Dalam upaya memberikan perlindungan, Jasa Raharja sedang mendorong penguatan regulasi melalui proses legislasi di Baleg DPR. Mereka berharap pengaturan yang setara dapat mencakup driver, operator, dan perusahaan penyedia layanan ASK.

Harwan menegaskan bahwa usulan tersebut sudah dimasukkan ke dalam revisi UU Lalu Lintas dan Angkutan Jalan (LLAJ). Tujuannya adalah menjamin kesetaraan pelayanan dan hak bagi seluruh pihak terkait.

Tantangan Implementasi dan Ambiguitas Regulasi

Meskipun ada dorongan untuk melindungi driver ojol, Jasa Raharja masih menghadapi kendala dalam penegakan aturan. Ambiguitas dalam regulasi saat ini membuat pengawasan operator ASK menjadi terbatas dan menimbulkan ketidakpastian.

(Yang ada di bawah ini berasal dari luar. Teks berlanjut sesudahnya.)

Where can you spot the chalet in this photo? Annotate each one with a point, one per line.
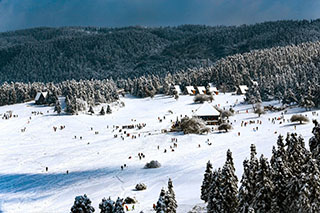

Harwan menekankan bahwa proses legislasi menjadi kunci untuk memastikan kepatuhan operator dan perlindungan menyeluruh bagi driver ojol. Dengan regulasi yang jelas, risiko hukum dan sosial bagi pekerja ekonomi GIG diharapkan dapat diminimalkan.

Optimisme Terhadap Perlindungan Hukum dan Sosial

Para komunitas driver ojol optimis RUU Perlindungan Pekerja Ekonomi GIG dapat memberikan kejelasan status kerja dan hak asuransi. Dukungan pemerintah dan revisi regulasi di DPR menjadi langkah penting untuk mewujudkan perlindungan yang adil dan menyeluruh bagi seluruh pekerja platform digital.